Apple is betting that tokenization systems offered by payment companies will provide a security boost to its new Apple Pay system at a time when consumers are wary of Apple's cloud-based services.

First Data, TSYS and Visa have announced their tokenization technology will support Apple Pay, which will enable the upcoming iPhones and Apple Watch to make contactless payments at a variety of retailers from cards issued by many of the top banks. Security is vital to Apple's pitch, particularly because the company is still working to calm consumers' worries about the safety of its iCloud service, which was targeted as part of a leak of nude celebrity photos last week.

Apple Pay uses tokenization to replicate consumer card credentials and assign each account a randomly generated number in the cloud. That number, or token, is then stored on the device's secure element. The iPhone also generates dynamic data for each contactless payment.

Apple's use of tokenization is "highly secure," said Barry McCarthy, president of financial services at First Data, in an interview with PaymentsSource. "The [primary account number] is never transmitted to the phone…which makes it difficult for the bad guys to steal the PAN in flight."

In 2015, First Data will become the token service provider (TSP) for issuers, McCarthy said. First Data will manage tokens throughout their lifecycle, including sending new tokens if a consumer's card expires and they get a new one or in the case of loss or theft, he said.

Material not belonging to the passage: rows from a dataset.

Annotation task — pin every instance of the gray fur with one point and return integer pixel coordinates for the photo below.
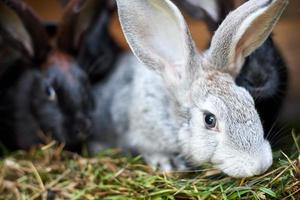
(156, 106)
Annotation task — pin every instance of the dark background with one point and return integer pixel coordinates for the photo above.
(286, 34)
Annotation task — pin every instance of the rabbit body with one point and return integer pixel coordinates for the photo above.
(172, 104)
(46, 82)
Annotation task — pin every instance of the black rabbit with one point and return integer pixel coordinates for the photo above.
(264, 73)
(46, 86)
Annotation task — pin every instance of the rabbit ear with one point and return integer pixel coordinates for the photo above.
(84, 32)
(158, 35)
(79, 16)
(242, 32)
(19, 21)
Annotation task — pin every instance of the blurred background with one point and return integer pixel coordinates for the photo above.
(286, 35)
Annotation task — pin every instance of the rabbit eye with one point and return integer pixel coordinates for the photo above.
(210, 120)
(50, 92)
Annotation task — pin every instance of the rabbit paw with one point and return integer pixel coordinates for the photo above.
(165, 162)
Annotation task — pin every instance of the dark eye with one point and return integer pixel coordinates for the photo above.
(50, 92)
(210, 120)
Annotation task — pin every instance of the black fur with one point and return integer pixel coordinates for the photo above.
(50, 94)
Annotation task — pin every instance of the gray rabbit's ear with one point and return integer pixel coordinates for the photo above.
(158, 35)
(19, 22)
(242, 32)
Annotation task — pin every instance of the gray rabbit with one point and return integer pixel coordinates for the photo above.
(166, 101)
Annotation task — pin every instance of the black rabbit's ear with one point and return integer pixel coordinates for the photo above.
(79, 16)
(19, 23)
(84, 33)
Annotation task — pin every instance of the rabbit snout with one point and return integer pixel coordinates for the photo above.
(246, 164)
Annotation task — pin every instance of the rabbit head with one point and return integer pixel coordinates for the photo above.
(84, 33)
(217, 120)
(52, 92)
(264, 73)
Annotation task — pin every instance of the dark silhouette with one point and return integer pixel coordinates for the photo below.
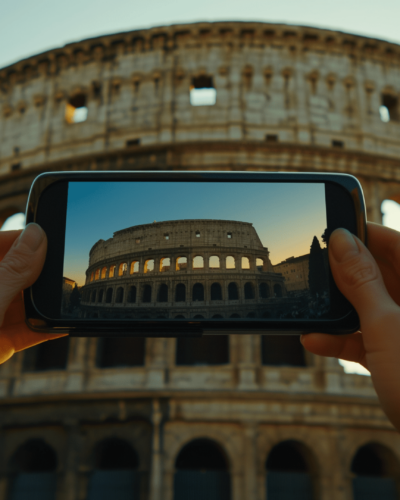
(317, 276)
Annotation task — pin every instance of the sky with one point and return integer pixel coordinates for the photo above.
(285, 216)
(30, 27)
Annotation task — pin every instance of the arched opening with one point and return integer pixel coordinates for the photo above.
(214, 262)
(165, 264)
(289, 472)
(201, 472)
(134, 267)
(49, 355)
(132, 294)
(198, 262)
(277, 290)
(149, 265)
(162, 295)
(119, 298)
(180, 293)
(34, 472)
(181, 263)
(248, 291)
(202, 351)
(376, 471)
(264, 291)
(245, 263)
(282, 350)
(198, 292)
(119, 352)
(115, 474)
(109, 296)
(233, 293)
(216, 291)
(122, 268)
(146, 293)
(230, 262)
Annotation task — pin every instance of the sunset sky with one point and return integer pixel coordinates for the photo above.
(285, 216)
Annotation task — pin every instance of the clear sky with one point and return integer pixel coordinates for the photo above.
(285, 216)
(29, 27)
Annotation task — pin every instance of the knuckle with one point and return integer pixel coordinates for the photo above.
(358, 272)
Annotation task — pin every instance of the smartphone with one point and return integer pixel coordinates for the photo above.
(191, 253)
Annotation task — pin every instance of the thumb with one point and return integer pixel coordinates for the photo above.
(358, 277)
(21, 265)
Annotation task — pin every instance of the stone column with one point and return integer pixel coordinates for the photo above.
(156, 457)
(250, 461)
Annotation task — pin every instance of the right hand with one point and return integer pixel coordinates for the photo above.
(370, 280)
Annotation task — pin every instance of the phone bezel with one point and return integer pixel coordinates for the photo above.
(49, 210)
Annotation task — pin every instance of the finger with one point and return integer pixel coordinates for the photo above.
(21, 265)
(358, 277)
(7, 238)
(348, 347)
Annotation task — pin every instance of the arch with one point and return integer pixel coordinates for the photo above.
(118, 352)
(282, 350)
(214, 262)
(116, 471)
(165, 264)
(198, 292)
(230, 262)
(132, 294)
(233, 292)
(146, 293)
(119, 298)
(198, 262)
(181, 264)
(34, 465)
(248, 291)
(149, 265)
(134, 267)
(289, 472)
(277, 290)
(376, 471)
(202, 472)
(263, 290)
(245, 263)
(109, 295)
(202, 351)
(162, 295)
(180, 292)
(216, 291)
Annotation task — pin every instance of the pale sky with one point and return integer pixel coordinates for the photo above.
(30, 27)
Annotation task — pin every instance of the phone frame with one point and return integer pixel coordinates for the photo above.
(42, 210)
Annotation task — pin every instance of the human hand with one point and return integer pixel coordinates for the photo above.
(22, 255)
(370, 280)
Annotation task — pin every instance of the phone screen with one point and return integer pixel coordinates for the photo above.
(196, 250)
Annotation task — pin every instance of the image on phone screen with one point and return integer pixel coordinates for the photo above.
(195, 250)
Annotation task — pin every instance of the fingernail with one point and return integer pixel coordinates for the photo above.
(32, 236)
(342, 245)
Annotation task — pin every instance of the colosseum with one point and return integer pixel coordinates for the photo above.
(193, 269)
(229, 417)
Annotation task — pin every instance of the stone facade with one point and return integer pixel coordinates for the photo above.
(188, 268)
(288, 98)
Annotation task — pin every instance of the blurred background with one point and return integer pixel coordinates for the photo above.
(258, 86)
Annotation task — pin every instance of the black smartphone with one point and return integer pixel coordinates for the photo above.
(187, 253)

First Data played a key role in the launch of Google Wallet as well. The global processor works as the trusted service manager for Google's payment system, loading payment card credentials to a secure chip through a process called provisioning. For most Google Wallet purchases, Google presents a virtual MasterCard number to the merchant instead of the true card account number.

"First Data will continue to support a portfolio of projects and partners," said Pete Donat, senior vice president of First Data Ventures.

Apple Pay will support NFC transactions at the physical point of sale or online payments through in-app solutions. NFC at the point of sale will be categorized as card-present transactions for interchange fee purposes, and in-app purchases will be considered card-not-present transactions but its fees will align with more secure forms of card-not-present, said Donat.

NFC wallets have struggled for adoption, and one reason was because merchants didn't have point of sale terminals equipped with the capability. But as merchants upgrade their terminals for the October 2015 deadline for EMV-chip card acceptance in the U.S., those new terminals will likely have NFC functionality.

First Data has started shipping peripheral devices with EMV and NFC capability and a PIN pad, said McCarthy.

First Data, in its role supporting 750 million credit and debit cards in the U.S. and 4 million merchant locations, is "at the center of a significant portion of all payment transactions," McCarthy said. Apple "recognized that role…and we were invited to help participate among a very small list of providers to bring the [iWallet] solution to market."

First Data is also launching Payeezy, a platform to enable merchants and app developers to quickly code into their apps secure in-app payments. While Donat wouldn't disclose which merchants have started using Payeezy, he said the feedback has been positive.